Given the range of approaches required to understand how specialised ribosomes work, sLoLa-level funding is required. Each of these approaches is so specialised that our project requires research staff expert in each. In addition, working in individual systems would not provide a significant leap forward in understanding. Only by finding common themes and patterns across different model systems we will be able to understand the rules which explain how specialised ribosomes regulate protein production.

This project has the potential to impact understanding of several human diseases. Specifically, there is a family of diseases caused by mutations of ribosome components, ribosomopathies, for which our work may provide insight into the mechanisms of disease and potential therapeutic targets. Specialised ribosomes have also been suggested to be generated during disease e.g. cancer. Such 'onco-ribosomes' might contribute to deregulating protein synthesis in cancer. Our research programme will lead to the novel ability to modulate ribosome composition and output in future medical, agricultural, and biotechnological applications.

In summary this project to dissect the regulatory mechanisms of specialised ribosomes will enable us to formulate a 'ribosome code' to explain shared mechanisms of ribosome translation regulation across life and re-write the textbooks on the central dogma of molecular biology.

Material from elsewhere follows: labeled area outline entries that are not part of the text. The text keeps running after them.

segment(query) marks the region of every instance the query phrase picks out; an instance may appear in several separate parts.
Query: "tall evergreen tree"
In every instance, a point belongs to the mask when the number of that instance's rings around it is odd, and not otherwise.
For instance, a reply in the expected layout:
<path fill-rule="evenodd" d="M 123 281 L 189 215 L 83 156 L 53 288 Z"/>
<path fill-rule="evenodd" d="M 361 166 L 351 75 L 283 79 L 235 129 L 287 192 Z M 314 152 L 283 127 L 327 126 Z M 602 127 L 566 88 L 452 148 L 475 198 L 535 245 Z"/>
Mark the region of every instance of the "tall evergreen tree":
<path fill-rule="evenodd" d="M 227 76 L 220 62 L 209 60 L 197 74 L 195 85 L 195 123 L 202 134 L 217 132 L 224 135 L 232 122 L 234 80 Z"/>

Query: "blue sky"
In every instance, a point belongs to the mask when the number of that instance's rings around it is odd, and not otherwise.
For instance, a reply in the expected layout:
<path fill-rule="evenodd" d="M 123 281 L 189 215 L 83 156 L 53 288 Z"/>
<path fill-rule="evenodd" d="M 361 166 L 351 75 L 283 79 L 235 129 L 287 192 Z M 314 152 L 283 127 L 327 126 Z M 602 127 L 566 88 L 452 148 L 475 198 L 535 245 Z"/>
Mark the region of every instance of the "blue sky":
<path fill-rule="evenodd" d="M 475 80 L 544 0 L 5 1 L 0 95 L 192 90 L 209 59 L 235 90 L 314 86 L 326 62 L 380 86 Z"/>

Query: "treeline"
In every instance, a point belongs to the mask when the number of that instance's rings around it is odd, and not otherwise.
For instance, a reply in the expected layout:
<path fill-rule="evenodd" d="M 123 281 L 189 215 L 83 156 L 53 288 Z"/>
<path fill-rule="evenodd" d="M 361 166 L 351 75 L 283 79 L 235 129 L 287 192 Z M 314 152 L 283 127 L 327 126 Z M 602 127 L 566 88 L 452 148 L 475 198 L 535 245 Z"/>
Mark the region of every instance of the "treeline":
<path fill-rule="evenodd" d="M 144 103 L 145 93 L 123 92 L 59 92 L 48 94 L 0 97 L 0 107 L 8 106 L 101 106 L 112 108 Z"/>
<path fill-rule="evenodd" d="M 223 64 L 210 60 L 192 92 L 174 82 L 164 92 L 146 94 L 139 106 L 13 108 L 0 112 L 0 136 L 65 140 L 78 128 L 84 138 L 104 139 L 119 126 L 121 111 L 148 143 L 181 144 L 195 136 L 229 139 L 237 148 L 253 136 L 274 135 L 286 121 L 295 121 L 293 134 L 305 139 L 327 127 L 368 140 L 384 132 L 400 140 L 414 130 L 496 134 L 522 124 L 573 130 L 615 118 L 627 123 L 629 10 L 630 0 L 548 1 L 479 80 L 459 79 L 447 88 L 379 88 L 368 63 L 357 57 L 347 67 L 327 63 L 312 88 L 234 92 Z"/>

Specialised ribosomes are groups of ribosomes that specifically translate a set of mRNAs and represent a new regulatory mechanism in gene expression. This concept is relatively new, and the examples currently described are in single organisms and have limited mechanistic detail. We aim to understand the detailed molecular mechanisms of specialisation and determine common features across eukaryotes. We will study ribosome specialisation from an evolutionary, functional (translational outcome) and structural perspective, using different eukaryotic model systems (yeast, Drosophila, Arabidopsis, human cells) that cover >1 billion years of evolution. We will also develop novel tools, including nanopore-based approaches to characterise specialised ribosomes in single cells. We will apply these approaches to candidates for ribosome specialisation generated from two strategies: 1) we have selected 5 examples of specialisation from our preliminary results and the literature; and 2) we will unearth additional novel candidates of ribosome specialisation through evolutionary analyses. All our results, and those from the literature, will be collated in a public website-based platform, ensuring the legacy of the project. Overall, this programme of research will allow us to unravel precisely how heterogeneity results in specialisation, and to define a 'ribosome code' applicable to all eukaryotes. In addition to changing our understanding of gene expression, our findings have the potential to impact our understanding of several human diseases. Ribosomopathies, including Diamond-Blackfan anaemia, are caused by mutations in ribosomal proteins; and it has been suggested that specialised 'oncoribosomes' might be involved in protein synthesis dysregulation in cancers. Additionally, understanding mechanisms of ribosome specialisation will enable the modulation ribosome translation in future medical, agricultural and biotechnological applications.